I am trying to read a shortcut file to see what file it points to. If I use FileGet then (after parsing) I get the following:
C:\Documents and Settings\bjf\Desktop\Dyrevelferd, et vitenskapelig perspektiv (Bj?rn Forkman).ppt
If on the other hand I use FileGetByte I get the following:
C:\Documents and Settings\bjf\Desktop\Dyrevelferd, et vitenskapelig perspektiv (Björn Forkman).ppt
which is the correct filename. But FileGet is of course much faster, so I would like to use it (it is not possible to use FileReadToEnd etc., shortcut-files are very strange to work with )

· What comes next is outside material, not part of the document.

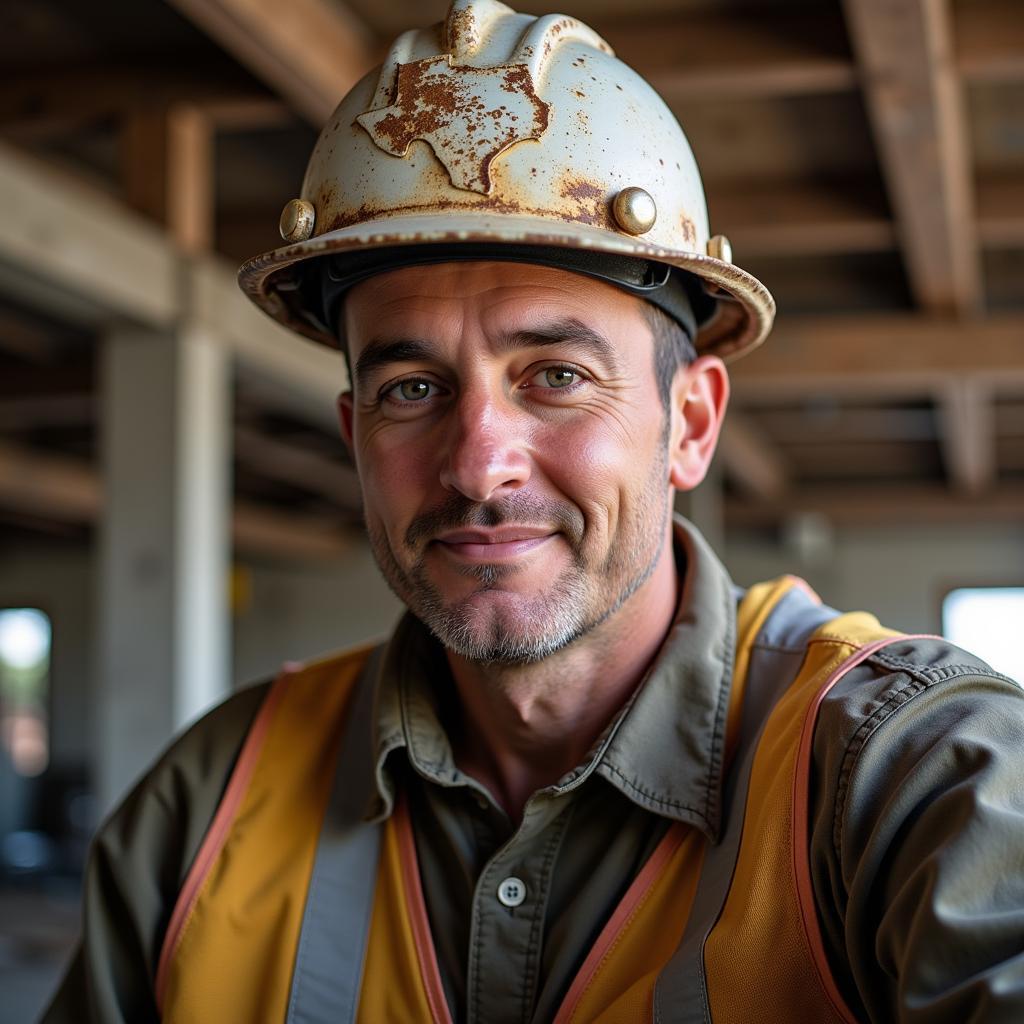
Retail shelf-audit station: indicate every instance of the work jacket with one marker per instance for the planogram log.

Sorry, here it is. (Although I don't think that is the problem - and possibly parsing is an overly ambitious word )
B4X:
FileOpen(c1,Ftxt,cRandom)
txt=FileGet(c1,0,FileSize(Ftxt))
StartPos=StrIndexOf(txt,"C:\",0)
If startpos>0 Then
txt=SubString(txt,StartPos,StrLength(txt)-startpos)
Else
txt="can't find the c:\"
End If
textbox1.Text=txt
("1000" is just used to be certain that I have read the whole file)
B4X:
FileOpen(c1,Ftxt,cRandom)
Do Until i=1000
i=i+1
x=FileGetByte(c1,i)
textbox2.Text=textbox2.Text&Chr(x)
Loop
It looks like a character encoding problem and is probably by design.
FileGet is reading the string with ASCII encoding which only comprises the character Chr(0) to Chr(127) and so doesn't recognise the "ö" character as being in the ASCII character set and so replaces it with a question mark. FilePut also only writes ASCII encoding so at least the two are symmetrical.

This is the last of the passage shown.